DH: The one thing about “Convergence” is that I was originally overly ambitious. I wrote two drafts, with the second one being entirely from the ghost hunters’ perspective. What I wanted to do to be all fancy was release two versions of the film in two different places. One film would go to Netflix, and the other would go to the theater, but they would come out on the same day. You could watch the movie twice from two different perspectives and they would “converge” at the 57-minute mark. That was my original intent, but financially it was too challenging to sell that. But we did shoot a lot of that, and have the “found footage” from the ghost hunting TV show. We’re going to release those in a few weeks, probably on the film’s website. And that way you get to know the ghost hunters better, and pick up on their jokes and stories. You’ll notice the ghost hunters are called GAPS. This is Georgia Atlantic Paranormal Society. But it was also an inside joke that these characters fill in the gaps. In the other version, we see them with a whole history.

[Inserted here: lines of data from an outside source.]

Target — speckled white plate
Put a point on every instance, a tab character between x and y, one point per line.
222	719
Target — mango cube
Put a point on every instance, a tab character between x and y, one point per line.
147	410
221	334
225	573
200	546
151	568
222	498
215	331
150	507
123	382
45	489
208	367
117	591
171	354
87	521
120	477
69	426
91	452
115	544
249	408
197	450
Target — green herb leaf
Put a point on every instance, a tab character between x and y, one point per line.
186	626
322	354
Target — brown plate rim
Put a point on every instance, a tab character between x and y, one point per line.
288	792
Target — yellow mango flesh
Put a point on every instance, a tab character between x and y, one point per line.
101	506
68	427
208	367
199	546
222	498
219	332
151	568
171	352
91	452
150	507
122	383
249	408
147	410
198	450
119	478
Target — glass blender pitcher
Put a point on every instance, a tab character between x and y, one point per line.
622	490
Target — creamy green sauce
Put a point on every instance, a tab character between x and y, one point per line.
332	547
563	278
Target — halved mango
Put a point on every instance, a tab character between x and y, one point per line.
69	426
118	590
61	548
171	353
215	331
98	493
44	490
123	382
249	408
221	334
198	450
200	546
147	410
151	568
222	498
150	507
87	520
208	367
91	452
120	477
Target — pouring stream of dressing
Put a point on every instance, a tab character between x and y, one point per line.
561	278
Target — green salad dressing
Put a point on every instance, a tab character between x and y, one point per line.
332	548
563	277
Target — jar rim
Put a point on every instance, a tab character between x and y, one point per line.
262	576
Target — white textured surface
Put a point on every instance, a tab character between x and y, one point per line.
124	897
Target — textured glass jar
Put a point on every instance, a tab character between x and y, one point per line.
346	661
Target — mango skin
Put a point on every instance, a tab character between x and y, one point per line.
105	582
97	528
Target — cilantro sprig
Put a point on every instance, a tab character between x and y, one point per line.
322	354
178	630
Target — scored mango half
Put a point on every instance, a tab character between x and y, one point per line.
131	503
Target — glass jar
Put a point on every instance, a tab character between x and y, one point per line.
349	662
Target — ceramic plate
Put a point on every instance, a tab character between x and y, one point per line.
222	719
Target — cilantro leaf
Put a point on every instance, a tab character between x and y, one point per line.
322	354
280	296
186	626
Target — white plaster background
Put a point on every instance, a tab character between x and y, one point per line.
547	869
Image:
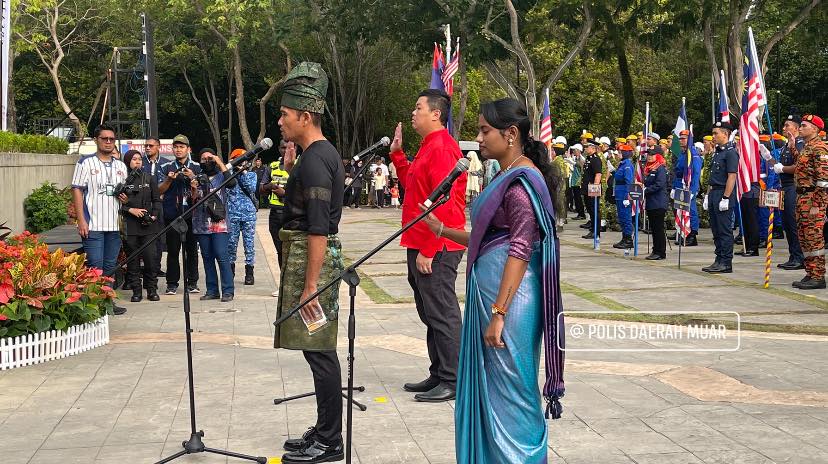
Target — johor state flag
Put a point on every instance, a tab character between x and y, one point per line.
752	99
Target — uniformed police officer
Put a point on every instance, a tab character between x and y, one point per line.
273	185
785	168
811	178
721	197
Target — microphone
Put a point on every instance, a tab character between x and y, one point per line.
264	145
444	187
384	142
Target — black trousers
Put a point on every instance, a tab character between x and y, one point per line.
327	383
274	223
437	306
578	197
174	254
750	222
655	217
589	203
721	224
150	258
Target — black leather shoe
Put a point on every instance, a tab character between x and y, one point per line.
437	394
422	387
720	269
812	284
315	452
296	444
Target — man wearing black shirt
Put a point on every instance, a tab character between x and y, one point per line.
312	256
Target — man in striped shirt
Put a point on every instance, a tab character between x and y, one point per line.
93	192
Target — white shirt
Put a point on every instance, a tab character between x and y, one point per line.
97	180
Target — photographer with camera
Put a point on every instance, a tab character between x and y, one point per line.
210	225
177	176
141	208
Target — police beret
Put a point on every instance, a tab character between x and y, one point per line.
723	125
815	120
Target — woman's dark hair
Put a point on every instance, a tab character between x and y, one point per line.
507	112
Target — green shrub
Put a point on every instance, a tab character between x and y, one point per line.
46	208
30	143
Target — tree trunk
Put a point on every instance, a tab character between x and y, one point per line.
240	109
620	47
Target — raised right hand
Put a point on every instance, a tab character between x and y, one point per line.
396	143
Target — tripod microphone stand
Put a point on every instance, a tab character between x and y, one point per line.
195	444
351	277
365	164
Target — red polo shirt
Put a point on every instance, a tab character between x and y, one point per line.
436	158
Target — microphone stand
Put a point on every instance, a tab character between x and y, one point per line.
195	443
350	277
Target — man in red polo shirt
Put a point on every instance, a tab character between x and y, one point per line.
433	260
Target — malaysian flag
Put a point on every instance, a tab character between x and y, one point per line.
546	123
724	107
451	69
752	99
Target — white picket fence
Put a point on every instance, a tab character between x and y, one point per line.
53	344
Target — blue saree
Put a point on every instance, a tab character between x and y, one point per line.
499	416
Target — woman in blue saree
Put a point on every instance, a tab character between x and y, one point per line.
513	300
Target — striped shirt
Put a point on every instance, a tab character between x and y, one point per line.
97	179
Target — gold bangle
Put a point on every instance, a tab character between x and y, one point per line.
497	309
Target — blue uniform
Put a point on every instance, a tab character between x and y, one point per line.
696	163
623	178
241	217
725	161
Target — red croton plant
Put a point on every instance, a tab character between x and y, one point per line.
40	290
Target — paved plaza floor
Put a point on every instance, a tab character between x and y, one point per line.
764	400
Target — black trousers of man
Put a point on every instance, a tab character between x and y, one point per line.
721	224
437	306
750	222
327	383
150	272
174	253
274	222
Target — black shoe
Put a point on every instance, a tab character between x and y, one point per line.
315	452
422	387
437	394
791	265
812	284
720	269
296	444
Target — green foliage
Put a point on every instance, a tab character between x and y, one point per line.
26	143
46	208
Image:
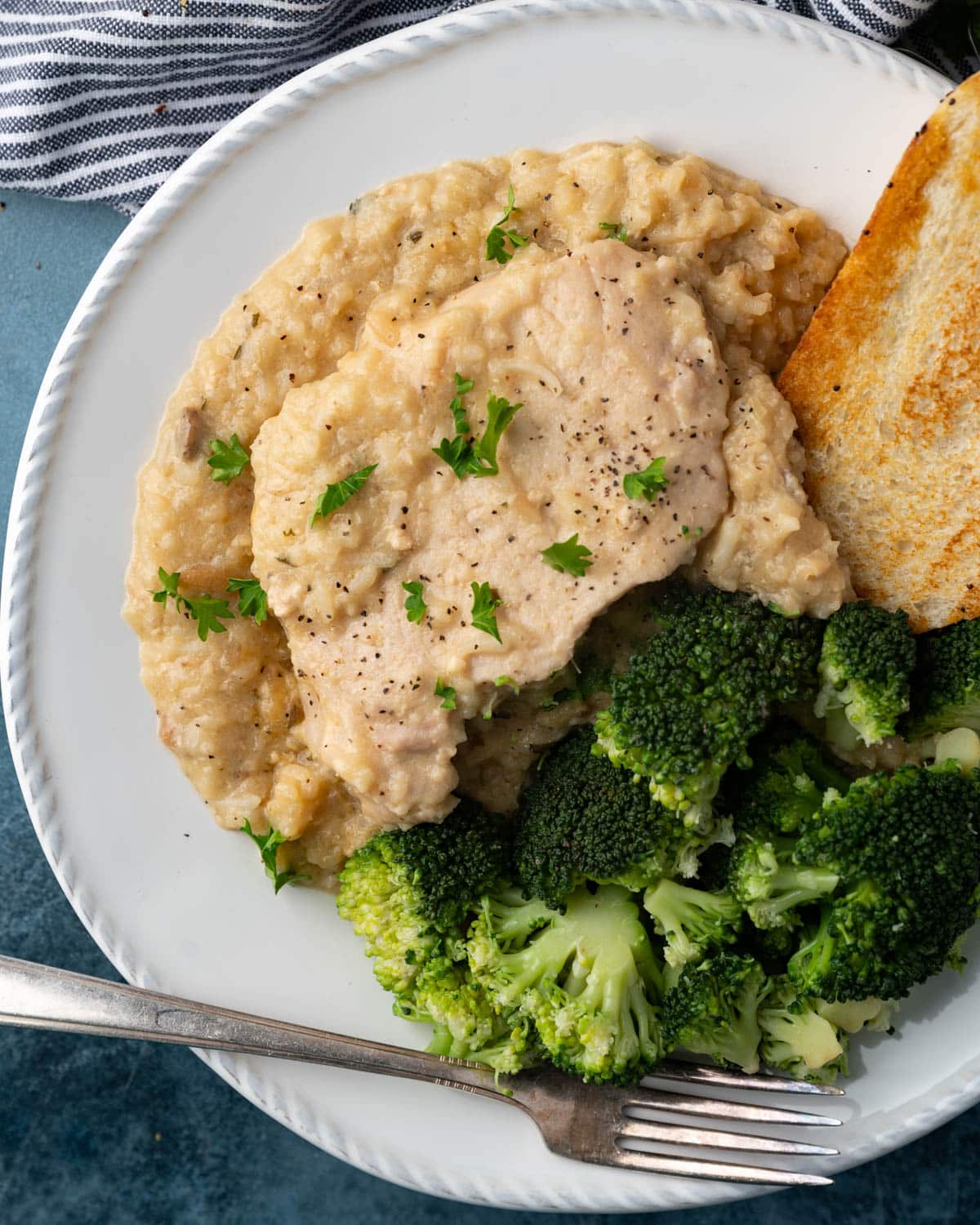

GS: Just to wind down, let’s touch on an upcoming project – “Nigel and Oscar vs. the Sasquatch”, starring Paul Brittain and Tim Meadows. On its name alone, that was to be a winner.

DH: Thank you. Movies are tough, but comedies are the most brutal. It is a straight comedy and the cast is hilarious. Adam Herschman is a delight and we have Neil Flynn from “The Middle”. It’s a quirky comedy about two brothers looking for Bigfoot, and that’s it. Watch where it goes.

GS: I hope we get to talk again when that comes out, because it looks to be a lot of fun.

DH: You have my number. We’ll make it happen.